In a yeast host, useful promoters are obtained from the genes for Saccharomyces cerevisiae enolase (ENO-1), Saccharomyces cerevisiae galactokinase (GAL1), Saccharomyces cerevisiae alcohol dehydrogenase/glyceraldehyde-3-phosphate dehydrogenase (ADH1 , ADH2/GAP), Saccharomyces cerevisiae triose phosphate isomerase (TPI), Saccharomyces cerevisiae metallothionein (CUP1), and Saccharomyces cerevisiae 3-phosphoglycerate kinase. Other useful promoters for yeast host cells are described by Romanos et ai, 1992, Yeast 8: 423-488. The control sequence may also be a transcription terminator, which is recognized by a host cell to terminate transcription. The terminator is operably linked to the 3'-terminus of the polynucleotide encoding the polypeptide. Any terminator that is functional in the host cell may be used in the methods of the present disclosure.

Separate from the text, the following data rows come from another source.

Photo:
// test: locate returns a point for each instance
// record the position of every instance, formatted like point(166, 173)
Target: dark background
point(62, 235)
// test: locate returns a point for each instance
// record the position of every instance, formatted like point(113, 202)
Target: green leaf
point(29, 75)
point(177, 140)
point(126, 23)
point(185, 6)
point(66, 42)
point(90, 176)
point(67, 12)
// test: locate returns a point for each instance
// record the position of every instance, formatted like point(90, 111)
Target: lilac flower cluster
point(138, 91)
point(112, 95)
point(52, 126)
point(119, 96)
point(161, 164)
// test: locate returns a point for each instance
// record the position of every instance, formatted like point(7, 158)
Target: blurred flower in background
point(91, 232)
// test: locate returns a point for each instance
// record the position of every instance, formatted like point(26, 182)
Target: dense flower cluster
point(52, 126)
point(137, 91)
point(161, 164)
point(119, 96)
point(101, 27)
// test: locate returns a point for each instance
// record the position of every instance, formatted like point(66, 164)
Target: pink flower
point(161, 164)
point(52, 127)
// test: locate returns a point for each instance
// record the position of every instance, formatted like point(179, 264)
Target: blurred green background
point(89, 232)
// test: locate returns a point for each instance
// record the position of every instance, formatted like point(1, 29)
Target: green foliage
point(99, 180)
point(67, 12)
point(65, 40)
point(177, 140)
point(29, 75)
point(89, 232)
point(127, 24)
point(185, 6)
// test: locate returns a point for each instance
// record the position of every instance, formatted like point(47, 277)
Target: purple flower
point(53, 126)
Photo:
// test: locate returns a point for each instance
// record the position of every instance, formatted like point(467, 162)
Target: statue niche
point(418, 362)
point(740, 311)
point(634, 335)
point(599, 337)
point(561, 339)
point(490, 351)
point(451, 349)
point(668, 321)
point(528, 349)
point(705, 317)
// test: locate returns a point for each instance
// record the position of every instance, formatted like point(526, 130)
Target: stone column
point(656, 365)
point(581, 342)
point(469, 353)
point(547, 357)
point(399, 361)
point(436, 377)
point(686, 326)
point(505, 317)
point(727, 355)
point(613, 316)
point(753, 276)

Preferred terminators for filamentous fungal host cells are obtained from the genes for

Aspergillus nidulans acetamidase, Aspergillus nidulans anthranilate synthase, Aspergillus niger glucoamylase, Aspergillus niger alpha-glucosidase, Aspergillus oryzae TAKA amylase, Fusarium oxysporum trypsin-like protease, Trichoderma reesei beta-glucosidase, Trichoderma reesei cellobiohydrolase I, Trichoderma reesei cellobiohydrolase II, Trichoderma reesei endonuclease I, Trichoderma reesei endonuclease II, Trichoderma reesei endonuclease III, Trichoderma reesei endonuclease V, Trichoderma reesei xylanase I, Trichoderma reesei xylanase II, Trichoderma reesei xylanase III, Trichoderma reesei beta- xylosidase, and Trichoderma reesei translation elongation factor.

Preferred terminators for yeast host cells are obtained from the genes for Saccharomyces cerevisiae enolase, Saccharomyces cerevisiae cytochrome C (CYC1), and Saccharomyces cerevisiae glyceraldehyde-3-phosphate dehydrogenase. Other useful terminators for yeast host cells are described by Romanos et ai, 1992, supra.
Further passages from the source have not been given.